Humans of Habitat: Former Corporate Auditor Finds Fulfillment in NGO Work - Yessica Yang
Updated: Apr 23
Humans of Habitat Singapore is an interview series in collaboration with The Everyday People of Singapore. The series delves deep into the lives of the people that champions Habitat's mission of creating a world where everyone has a decent place to live. This story was originally published on The Everyday People of Singapore website and reproduced with permission.
"I currently work as an accounts executive at Habitat for Humanity, but before that, I was working in Jakarta as an internal auditor at one of the biggest automotive companies in Indonesia. I worked there for four years before moving to Singapore with my husband.
Because I came from a corporate organisation, I didn’t really know much about the world of NGO or how Habitat operated as a housing charity. I just knew that I wanted to do something different from my previous job; something that was more directly useful to others.

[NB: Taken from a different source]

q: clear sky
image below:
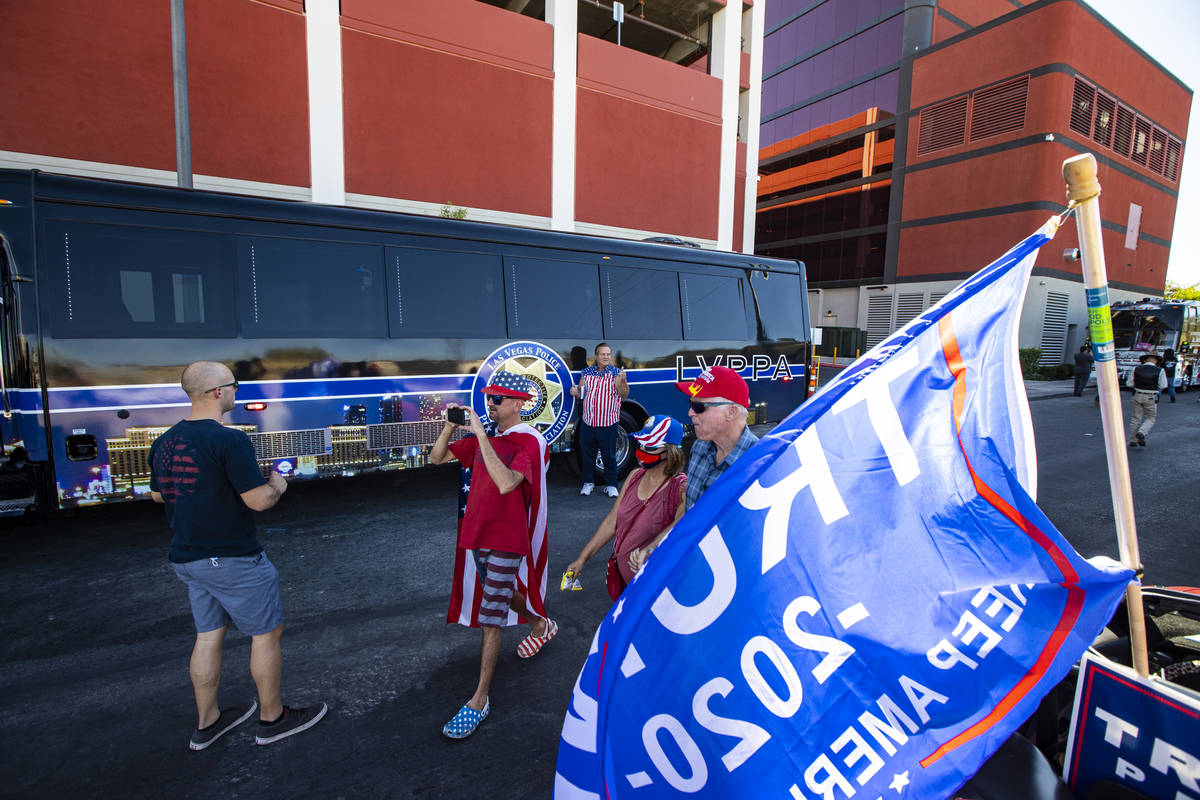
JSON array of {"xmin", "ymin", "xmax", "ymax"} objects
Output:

Coming from an industry where the main objective was to make money, it took me some time to realise that the main difference between a corporate and an NGO is purpose, and Habitat’s primary purpose is not to make money but to help others.
In my previous job, I didn’t feel like I was helping anyone. Yes, I advised my auditees on what’s best for their businesses and operations, but all I really did was to give ratings. If I gave a bad rating, it impacted their salary and bonuses.
After I talked to my husband about how I felt, he told me about Habitat for Humanity Singapore. Teck Meng, who is the organisation’s National Director, is a pastor at the church my husband goes to. I Googled to learn more and applied for an internship.
I applied for an internship because there were no job openings, but when I went down to the office, I was told they had a position for me. The Singapore office was co-managing Batam with Habitat for Humanity Indonesia and they wanted a finance executive.
Around the same time that I accepted the job offer, I got my work permit as well. Everything was going so smoothly. It almost felt like a miracle to me. I took it as a sign that God really wanted me to work at Habitat for Humanity and I was just so happy.
Today, I monitor the finances of Batam and the Cambodia Grace Project, which is a five-year project funded by Far East Organization to build hundreds of houses and also do repairing and upgrading. My job is to ensure all purchases are based on our approval.
One of the most precious experiences for me was being part of a house-build in Battambang. We partnered up with Habitat for Humanity Cambodia for that build. I was actually there for a budget meeting but was persuaded to join the build in its last two days.
I helped with the painting and the construction of the stairs and walls. Even though the new house had only one room – you stay there, sleep there, eat there, study there, play there – it’s still better than the previous house.
I still remember all of us presenting the house to the homeowner on the last day. Seeing how a house can change someone’s life really touched my heart. It was such a special experience because I had never done anything like that before.
Yes, I do love working at Habitat Singapore. Even though I work in finance and not a frontliner like some of my other colleagues, I still feel like I’m doing something useful. Someone entrusted me to transfer funds to those who need it, so it’s very important work.
If I have any advice for someone who wants to work at an NGO, it’s to ask yourself if it is really your calling to do something good for others. If you simply want to work at an NGO because you want a job, you’ll be easily discouraged and disappointed.
You won’t have as much money or live a glamorous life like someone who works in a corporate organisation. Your salary won’t be as big and you can’t brag about working for a company that is more renowned.
But if you’re looking to work at an NGO like Habitat for Humanity because you genuinely want to help others in need, you will feel very happy and satisfied. So you have to know – what is your purpose in life?”